И ладно бы оскорбил только его — но ведь оскорбил и Ши Мэя, первого красавца города! Кто знает, вдруг это Чу Ваньнин на самом деле из-за своей бесплотной злобы мешает его карьере развиваться? Не рекомендует, не говорит ему о постановках, не даёт раскрыть себя! Это ведь такой частый и глупый сюжет — состоявшаяся одинокая стерва из ненависти вредит нежной хрупкой красавице! Конечно, у Чу Ваньнина были деньги и много. Это определенно он виноват, воспользовался своей огромной властью!
Наконец, когда воспоминания померкли в его сузившимся зрачке, Мо Жань моргнул отпрянул назад. Его руки тряслись. От ненависти к Чу Ваньнину и от того напряжения, с которым он нажимал на уголь. Дыхание клубилось в горле, будто бы он вернулся в те времена и сорвал голос, крича на учителя сквозь времена.
Он неловко вытер тыльной стороной ладони свой взмокший и почему-то вдруг погорячевший лоб.
Холст перед ним был уничтожен. Чёрные штрихи почти полностью закрасили его, буйно сплетаясь между собой, раздавливая друг друга и передушивая. Сцепившись в борьбе, они змеились по холсту и наконец распускались жутким черным цветком, увядающим от собственной ярости. Лепестки этого цветка опали, а могильный ветер разбросал их по всему пространству картины. Будто в насмешку над Мо Жанем, лепестки улеглись ровно там, где на портретах находятся глаза.
К своему ужасу Мо Жань вдруг осознал, что не понимает, кого именно он нарисовал. Это не Ши Мэй — он ведь думал о Ши Мэе, правда? — слишком остро, резко, ненавистно. Что же тогда?..
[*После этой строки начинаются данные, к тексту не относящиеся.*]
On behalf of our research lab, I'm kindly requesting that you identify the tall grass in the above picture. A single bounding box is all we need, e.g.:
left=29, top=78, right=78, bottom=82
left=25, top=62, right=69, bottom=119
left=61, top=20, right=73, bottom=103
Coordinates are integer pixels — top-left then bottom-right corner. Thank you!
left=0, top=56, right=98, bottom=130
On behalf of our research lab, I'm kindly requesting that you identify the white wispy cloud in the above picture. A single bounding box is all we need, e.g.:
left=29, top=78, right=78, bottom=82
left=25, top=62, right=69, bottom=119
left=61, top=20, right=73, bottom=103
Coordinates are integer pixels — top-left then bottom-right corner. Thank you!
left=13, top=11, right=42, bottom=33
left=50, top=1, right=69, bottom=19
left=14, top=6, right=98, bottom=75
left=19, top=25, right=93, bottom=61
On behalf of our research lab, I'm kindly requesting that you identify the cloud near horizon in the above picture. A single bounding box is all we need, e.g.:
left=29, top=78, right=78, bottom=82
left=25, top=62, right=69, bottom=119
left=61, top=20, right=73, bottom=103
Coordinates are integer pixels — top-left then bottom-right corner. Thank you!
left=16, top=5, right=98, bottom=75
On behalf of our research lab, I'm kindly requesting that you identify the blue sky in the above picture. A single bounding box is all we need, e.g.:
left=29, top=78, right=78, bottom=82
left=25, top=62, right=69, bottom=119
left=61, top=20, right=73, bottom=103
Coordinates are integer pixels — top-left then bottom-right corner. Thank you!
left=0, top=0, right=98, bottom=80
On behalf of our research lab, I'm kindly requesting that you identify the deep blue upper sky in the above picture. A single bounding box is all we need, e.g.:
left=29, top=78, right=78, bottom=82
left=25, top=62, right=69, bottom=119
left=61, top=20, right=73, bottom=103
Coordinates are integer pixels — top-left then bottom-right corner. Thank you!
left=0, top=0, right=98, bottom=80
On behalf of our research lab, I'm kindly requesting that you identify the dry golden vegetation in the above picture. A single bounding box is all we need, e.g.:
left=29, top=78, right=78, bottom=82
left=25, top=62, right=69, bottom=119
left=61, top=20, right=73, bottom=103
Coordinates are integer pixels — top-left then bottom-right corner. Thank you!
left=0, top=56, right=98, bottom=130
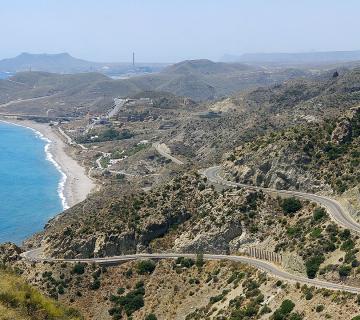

Почувствовав, как истлевшая сигарета наконец обожгла его дрогнувшие губы, Мо Жань болезненно прошипел, выплюнул окурок и тут же раздавил огрубевшей пяткой. Задумался так, что не заметил реальности — в последнее время с ним почему-то часто так происходит.
Какая-то ерунда.
Фыркнув, Мо Жань стянул с соседнего кресла покрывало — тётушка Ван отдала мужу в гараж, а Мо Жань его хитро перехватил и утащил себе в логово. Темно-фиолетовое, оно не пропускало свет и идеально прятало за собой все уродство этого мира.
Сглотнув горькую слюну, Мо Жань завесил картину тёмным покрывалом. Нужно спрятать это куда-нибудь подальше, с глаз долой. Выкидывать не будет — материалы нынче дорогие, так что в случае чего просто закрасит белой краской и начнёт заново.
Мо Жань вздохнул и растрепал свои черные волосы. Как-то всё не так. Надо выпить — или, может, написать записку Жун Цзю? — и тогда дело точно пойдет.
Наверное, ему просто стоит отдохнуть.